A couple of years ago I entered an ill-advised relationship with a woman a lot younger than myself. And for a while I was willing to ignore her screeching accent, her refusal to eat anything that didn’t come wrapped in plastic and her inability to pronounce the letter ‘t’ – particularly the one in my first name - because she was exceptionally pretty and she was half my age.
Earlier today I took a stroll down to the local supermarket. It’s on the High Road, the north-south road that crosses the east-west of White Hart Lane. WHL isn’t bad; it’s typically 1930s council stock, interspersed with more recent tiny Barratt Home-style apartments that have 80%-sized furniture in the show flats. It has the Cemetary, which is a thing of beauty and a valued spot of quiet contemplation. Just before it ends, it changes name for a few hundred yards and becomes Creighton Road – the Lane itself skulks off on its own like a scolded dog for a bit – which is where the saintly Bill Nicholson used to live.
Tottenham High Road itself is quite ugly. There’s no avoiding the fact, it simply is. It’s a range of chicken shops and bookies; one or two employment agencies full of shaven-headed eastern Europeans willing to work all night for bare minimum wage in an Osterley industrial shed packing your Christmas doo-dahs; a couple of those barber shops full of black guys in their twenties talking into a Bluetooth headset and texting with one hand, there’s a plasma high up on one wall, and nobody seems to be either cutting hair or having their hair cut.

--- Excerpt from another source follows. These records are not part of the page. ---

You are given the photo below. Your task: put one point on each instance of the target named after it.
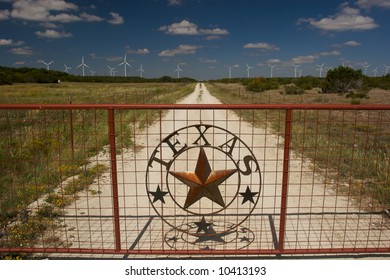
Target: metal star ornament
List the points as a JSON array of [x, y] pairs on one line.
[[158, 195], [203, 182], [202, 225], [248, 195]]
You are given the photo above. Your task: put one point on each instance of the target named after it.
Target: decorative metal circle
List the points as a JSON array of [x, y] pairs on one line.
[[200, 172], [237, 239]]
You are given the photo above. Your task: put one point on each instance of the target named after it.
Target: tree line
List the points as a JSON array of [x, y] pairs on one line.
[[9, 75]]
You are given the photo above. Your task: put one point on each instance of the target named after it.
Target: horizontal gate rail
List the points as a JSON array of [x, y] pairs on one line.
[[194, 106], [289, 226]]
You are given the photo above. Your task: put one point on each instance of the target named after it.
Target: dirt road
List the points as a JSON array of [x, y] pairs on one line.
[[161, 209]]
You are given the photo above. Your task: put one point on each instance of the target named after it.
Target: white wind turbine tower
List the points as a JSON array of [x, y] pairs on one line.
[[67, 68], [47, 64], [295, 70], [248, 68], [375, 71], [387, 69], [365, 66], [141, 70], [178, 69], [83, 65], [272, 69], [319, 68], [111, 70], [125, 64]]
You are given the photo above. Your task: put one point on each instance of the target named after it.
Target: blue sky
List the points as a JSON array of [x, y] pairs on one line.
[[209, 39]]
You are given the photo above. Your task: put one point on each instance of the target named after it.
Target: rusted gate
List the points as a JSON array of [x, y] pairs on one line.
[[194, 179]]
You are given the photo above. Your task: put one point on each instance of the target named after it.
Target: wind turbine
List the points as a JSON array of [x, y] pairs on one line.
[[67, 68], [295, 70], [141, 70], [83, 65], [272, 69], [320, 69], [125, 64], [387, 69], [111, 70], [365, 68], [375, 71], [178, 69], [248, 68], [47, 64]]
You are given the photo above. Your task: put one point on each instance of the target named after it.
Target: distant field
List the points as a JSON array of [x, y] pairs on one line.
[[39, 149], [93, 93], [238, 94], [349, 146]]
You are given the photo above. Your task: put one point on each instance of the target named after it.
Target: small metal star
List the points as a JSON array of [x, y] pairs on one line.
[[244, 239], [202, 225], [158, 195], [248, 195]]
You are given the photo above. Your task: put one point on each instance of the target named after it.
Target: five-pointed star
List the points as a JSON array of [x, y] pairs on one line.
[[248, 195], [202, 225], [158, 195], [203, 182]]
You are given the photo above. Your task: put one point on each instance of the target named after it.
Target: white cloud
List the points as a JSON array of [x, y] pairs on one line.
[[332, 53], [180, 50], [181, 28], [89, 17], [4, 14], [116, 19], [186, 27], [10, 42], [39, 10], [138, 51], [175, 2], [304, 59], [6, 42], [47, 11], [274, 61], [202, 60], [262, 46], [345, 20], [352, 44], [367, 4], [53, 34], [22, 51]]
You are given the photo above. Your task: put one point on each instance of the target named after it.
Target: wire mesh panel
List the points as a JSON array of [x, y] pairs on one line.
[[194, 179]]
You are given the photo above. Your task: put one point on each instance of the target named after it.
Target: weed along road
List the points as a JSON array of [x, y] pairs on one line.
[[204, 180]]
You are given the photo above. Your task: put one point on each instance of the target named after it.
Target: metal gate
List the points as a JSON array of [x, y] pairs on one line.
[[194, 179]]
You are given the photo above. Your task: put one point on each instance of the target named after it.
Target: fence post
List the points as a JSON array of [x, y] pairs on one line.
[[286, 161], [114, 178]]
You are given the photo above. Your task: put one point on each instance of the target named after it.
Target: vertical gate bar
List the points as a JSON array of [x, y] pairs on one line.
[[114, 177], [71, 133], [286, 161]]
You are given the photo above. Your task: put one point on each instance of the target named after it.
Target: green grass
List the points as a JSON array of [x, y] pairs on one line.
[[41, 148], [348, 147]]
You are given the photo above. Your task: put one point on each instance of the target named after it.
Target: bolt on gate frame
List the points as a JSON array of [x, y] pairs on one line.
[[195, 179]]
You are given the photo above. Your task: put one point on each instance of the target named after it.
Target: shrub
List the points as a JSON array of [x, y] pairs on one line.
[[343, 80]]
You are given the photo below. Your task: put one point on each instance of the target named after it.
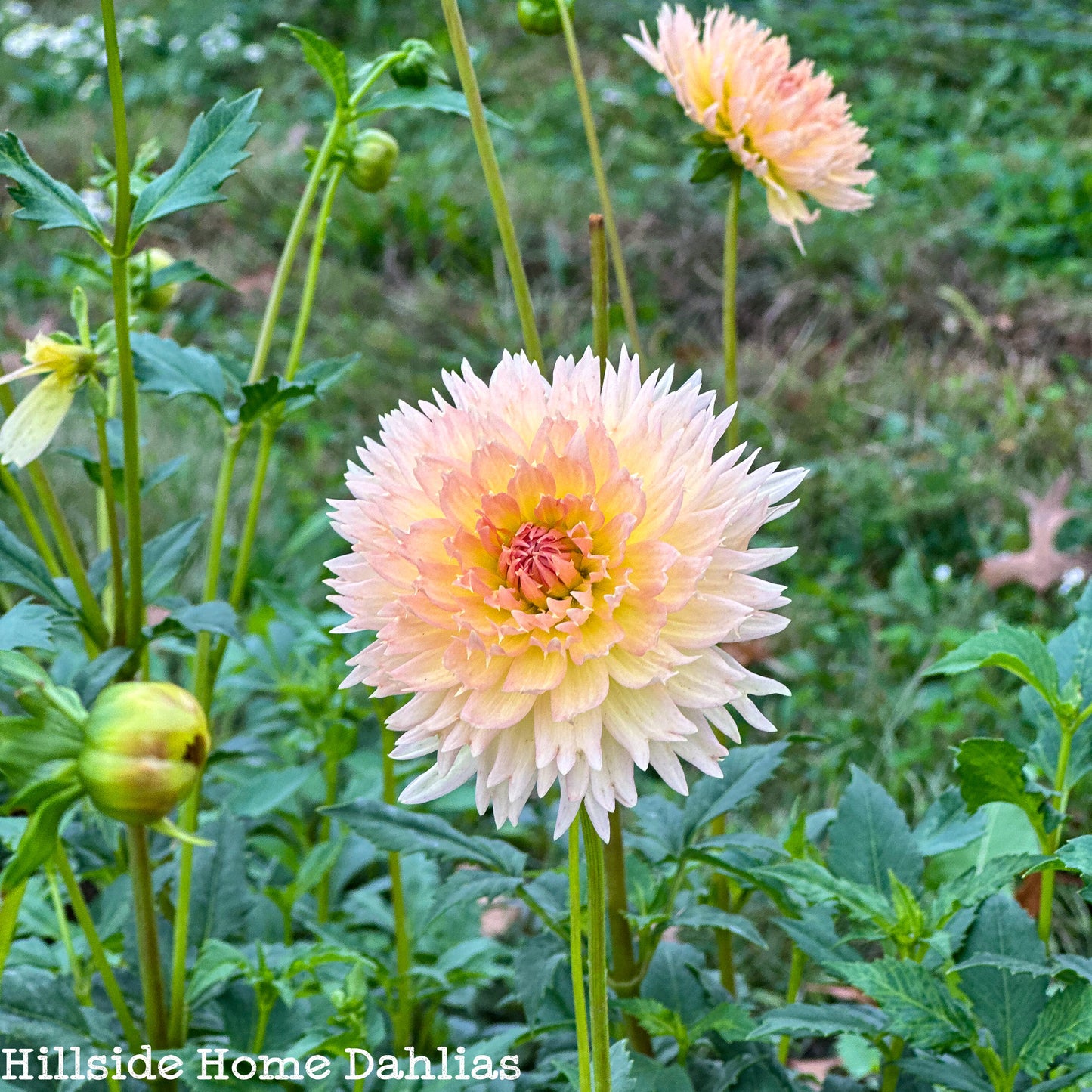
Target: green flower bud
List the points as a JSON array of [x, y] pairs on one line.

You know those conversations you can have with strangers, where five seconds in, you realise it’s a mistake but you can’t back out? I had one of those. Some woman with a voice like a parrot being waterboarded sprang out of Love Lane – a name very much deceptive – and asked me if I lived round here. I said yes. It was a mistake.
“Where’s Norfumberlun Par Crow? Dah nair?” I told her Northumberland Park Road wasn’t down there, it was in the opposite direction, end of the road, turn left, first right.
“See? Smar’arse! Iss dah natway! Yorso futtin clevva you wen ron way! Arsow!”
She shouted all of this over the road to where a rat-faced fella in a Helly Hansen waterproof was skulking along trying to look inconspicuous. He shouted something back. I felt a lurching in the old lunch when I fell in that she was going to walk alongside me. Which she did, in her giant sheepskin boots and her denim leggings and her coat made from the pelts of the finest cat.
“See, I doe noe roun ear, I doen liveer, I live down Edmonton, I live Edmonton Green.”
Which pretty much explained it. My former girlie lived that way too. Like I said, nice girl but not what you’d call gifted with the social graces. And if this sounds snobbish, then very well, it’s snobbish. If Stoke Newington, our neighbour to the south, can look down on us, then we have every right to do the same to Edmonton. It’s what it’s there for.